Voilà pour la première partie de mon exposé dont le titre était canis, le chien.

Je vais essayer d’être plus concis pour la deuxième partie portant sur la balle. Voyez, je fonctionne par association d’idées.
Quand on voit cette balle qui rebondit, une balle rouge, on pense à un cœur. Quand on pense au cannibalisme le plus sauvage, c’est souvent le cœur qui est sous le feu de l’imagination. On n’est plus dans le registre rationnel de la viande blanche, de l’évaluation de la peur, du test de la mort. On est tout à fait dans le registre émotionnel.

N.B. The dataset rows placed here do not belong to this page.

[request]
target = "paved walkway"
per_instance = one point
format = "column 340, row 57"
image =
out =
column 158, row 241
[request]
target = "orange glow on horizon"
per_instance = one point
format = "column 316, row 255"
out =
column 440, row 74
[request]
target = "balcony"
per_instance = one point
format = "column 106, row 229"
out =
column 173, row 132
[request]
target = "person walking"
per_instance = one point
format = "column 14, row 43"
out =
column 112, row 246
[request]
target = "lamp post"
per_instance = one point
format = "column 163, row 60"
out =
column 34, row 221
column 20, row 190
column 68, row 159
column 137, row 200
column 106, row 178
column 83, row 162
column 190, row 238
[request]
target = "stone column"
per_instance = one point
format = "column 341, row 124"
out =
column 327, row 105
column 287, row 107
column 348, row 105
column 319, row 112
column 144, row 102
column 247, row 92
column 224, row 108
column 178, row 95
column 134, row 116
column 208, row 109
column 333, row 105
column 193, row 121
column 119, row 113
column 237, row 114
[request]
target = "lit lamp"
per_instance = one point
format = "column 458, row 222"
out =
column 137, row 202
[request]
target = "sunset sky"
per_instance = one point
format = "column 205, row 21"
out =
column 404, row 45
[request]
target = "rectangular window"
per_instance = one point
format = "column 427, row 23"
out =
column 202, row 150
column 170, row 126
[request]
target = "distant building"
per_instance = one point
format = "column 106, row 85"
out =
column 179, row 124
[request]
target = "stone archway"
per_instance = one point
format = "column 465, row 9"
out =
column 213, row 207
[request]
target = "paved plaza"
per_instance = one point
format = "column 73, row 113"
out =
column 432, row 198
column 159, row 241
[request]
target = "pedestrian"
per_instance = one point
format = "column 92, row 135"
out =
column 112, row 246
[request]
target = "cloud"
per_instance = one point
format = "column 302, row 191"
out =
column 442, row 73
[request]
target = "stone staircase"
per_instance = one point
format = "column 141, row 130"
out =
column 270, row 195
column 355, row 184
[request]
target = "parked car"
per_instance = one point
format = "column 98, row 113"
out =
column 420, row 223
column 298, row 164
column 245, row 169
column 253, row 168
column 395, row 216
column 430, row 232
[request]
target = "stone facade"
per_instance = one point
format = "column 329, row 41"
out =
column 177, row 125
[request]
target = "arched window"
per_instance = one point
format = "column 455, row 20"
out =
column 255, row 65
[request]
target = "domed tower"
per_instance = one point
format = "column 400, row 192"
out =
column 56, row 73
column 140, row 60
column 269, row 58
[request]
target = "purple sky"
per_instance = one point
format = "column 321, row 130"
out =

Le cannibale féroce a cette puissance de percer la cage thoracique d’autrui pour lui extraire son cœur et le dévorer. C’est un acte férocement sexuel de pénétration et de dévoration. Il y a quelques mois — je l’ai lu lors d’une de mes quotidiennes revues de presse — dans une prison de Rouen, un homme commettait exactement cet acte que je viens de vous décrire sur son co-détenu. Je vous épargnerai le détail de son témoignage, mais il lie très parfaitement son geste à un accomplissement sexuel d’un désir trop fou pour être satisfait par une triviale pénétration du rectum.

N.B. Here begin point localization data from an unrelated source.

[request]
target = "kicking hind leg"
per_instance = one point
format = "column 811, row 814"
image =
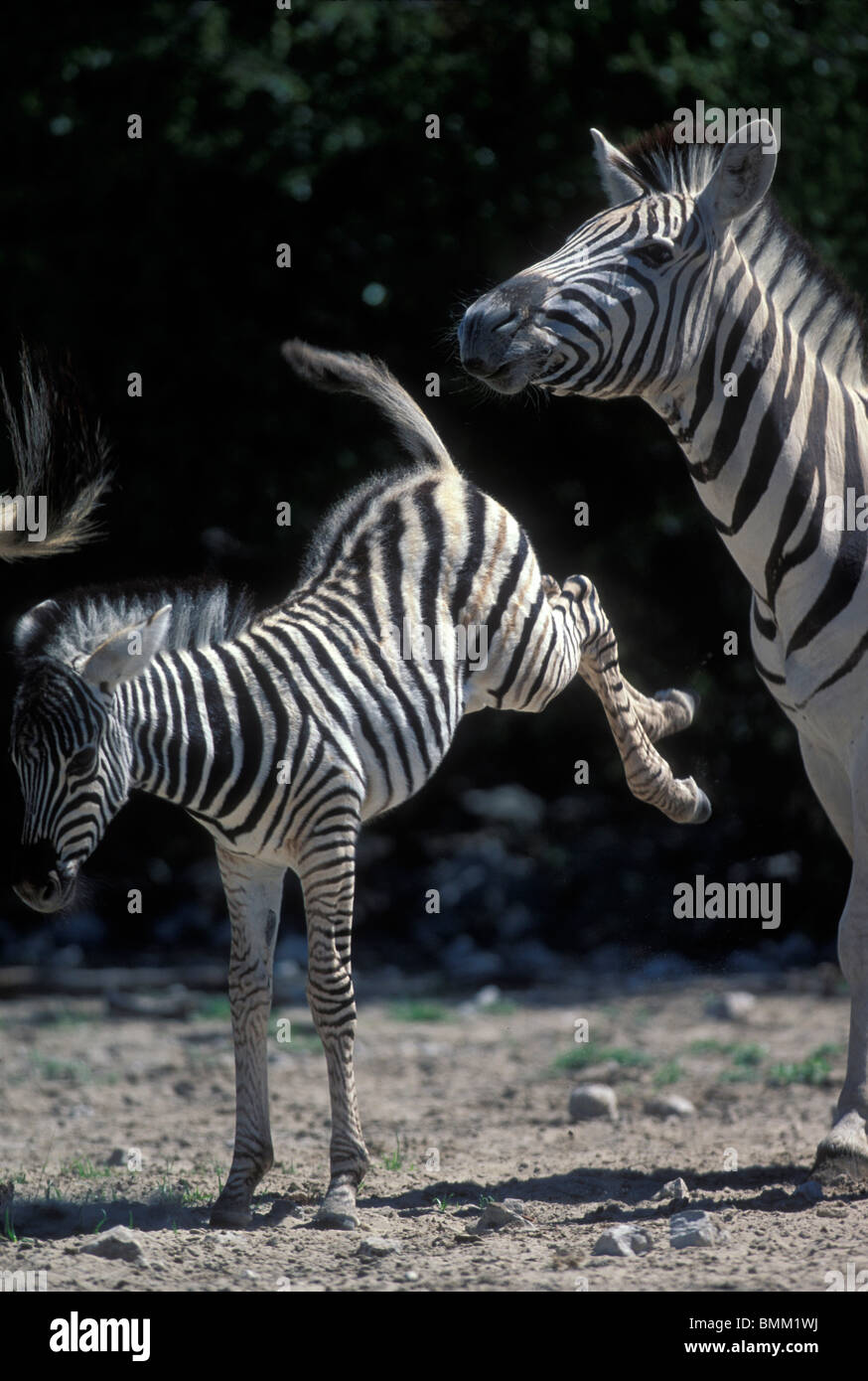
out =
column 661, row 714
column 648, row 774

On peut citer toute une tradition de récits de dévoration du cœur. La légende du « coeur mangé » a ainsi donné de nombreux romans au moyen-âge. On trouve également cette histoire dans la littérature de l’Inde, dans le Decameron de Boccace. Bien, cette histoire raconte comment un mari jaloux se venge de sa femme adultère en lui faisant déguster, selon une savante préparation, le coeur de son amant. La pauvre n’est bien sûr pas au courant, elle en mourra. Au-delà d’une vengeance un peu fétide, il y a, je trouve, l’aveu pour le mari que sa femme aimait son amant bien plus que lui, et hors de toute mesure. C’est un aveu terrible d’impuissance.

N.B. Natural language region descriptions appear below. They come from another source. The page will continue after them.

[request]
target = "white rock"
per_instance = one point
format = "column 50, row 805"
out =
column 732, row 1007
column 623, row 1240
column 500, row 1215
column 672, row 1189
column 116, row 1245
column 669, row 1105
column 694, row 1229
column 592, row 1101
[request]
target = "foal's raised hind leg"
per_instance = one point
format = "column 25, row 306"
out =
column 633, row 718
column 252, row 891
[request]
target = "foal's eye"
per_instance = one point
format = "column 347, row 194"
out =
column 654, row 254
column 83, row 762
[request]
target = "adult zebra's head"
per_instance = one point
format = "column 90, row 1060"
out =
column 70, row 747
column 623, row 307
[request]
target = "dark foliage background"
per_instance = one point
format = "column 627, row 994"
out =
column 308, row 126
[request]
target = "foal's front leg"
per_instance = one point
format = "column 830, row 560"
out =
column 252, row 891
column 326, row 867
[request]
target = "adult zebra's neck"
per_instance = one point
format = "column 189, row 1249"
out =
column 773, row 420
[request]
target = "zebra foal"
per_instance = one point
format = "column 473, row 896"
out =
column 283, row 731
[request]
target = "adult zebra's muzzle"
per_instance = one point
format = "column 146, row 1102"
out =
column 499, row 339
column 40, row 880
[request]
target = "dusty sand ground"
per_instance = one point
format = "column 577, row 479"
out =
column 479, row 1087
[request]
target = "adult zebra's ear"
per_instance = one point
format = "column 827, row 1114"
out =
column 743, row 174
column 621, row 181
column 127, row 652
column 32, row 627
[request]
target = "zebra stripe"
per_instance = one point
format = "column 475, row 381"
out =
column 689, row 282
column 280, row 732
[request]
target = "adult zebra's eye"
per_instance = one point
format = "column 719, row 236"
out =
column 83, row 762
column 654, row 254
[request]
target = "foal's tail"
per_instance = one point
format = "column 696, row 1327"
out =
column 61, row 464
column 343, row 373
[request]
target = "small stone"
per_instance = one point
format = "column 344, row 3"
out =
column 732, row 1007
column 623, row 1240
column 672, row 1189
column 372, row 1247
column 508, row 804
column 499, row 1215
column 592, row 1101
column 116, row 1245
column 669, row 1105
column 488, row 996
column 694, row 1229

Il y a le cœur qui palpite, mais ce n’est pas la seule chose qui attire l’attention du cannibale ! Il y a également, chez l’homme, le gland, les testicules, et chez la femme, le clitoris ainsi que les tétons. On peut noter également une attirance pour les doigts des mains et des pieds…
Chacune de ces extrémités est dotée par l’imagination cannibale de vertus magiques.
Ainsi, cet allemand qui avait émis une petite annonce pour trouver un autre homme volontaire pour se faire manger, définit avec son partenaire ce qui sera consommé en premier. Ils se mettent d’accord sur une petite friture des couilles qu’ils dégustent ensemble, victime et bourreau. Il y a là un simulacre d’amour homosexuel ou bien alors je suis un obsédé complètement à côté de la plaque.
Une autre idée me vient, oserai-je la formuler… une idée en rapport avec cet aspect aventureux de notre psyché, mais quelque chose d’indécent pour une si sérieuse assemblée dans le même temps… L’homme qui se croit malin parce qu’une dame consent à lui pratiquer une attention gourmande à l’endroit de la quelquefois seule fierté qu’il possède, ne devrait jamais oublier le bébé qu’il était, qui mettait sa main dans la bouche de sa mère en espérant que cette main ressortirait intacte. Il ne devrait pas oublier que ce qu’il croit magique en lui, peut en un instant retourner au néant de la matrice du verbe, de la parole. Et heureusement pour les quelques hommes ici présents, je me tairai avant d’évoquer une autre forme de dévoration que Nagisa Hoshima évoque dans son film L’Empire des sens. Car la supériorité psychique de la femme sur l’homme en matière de cannibalisme est indépassable.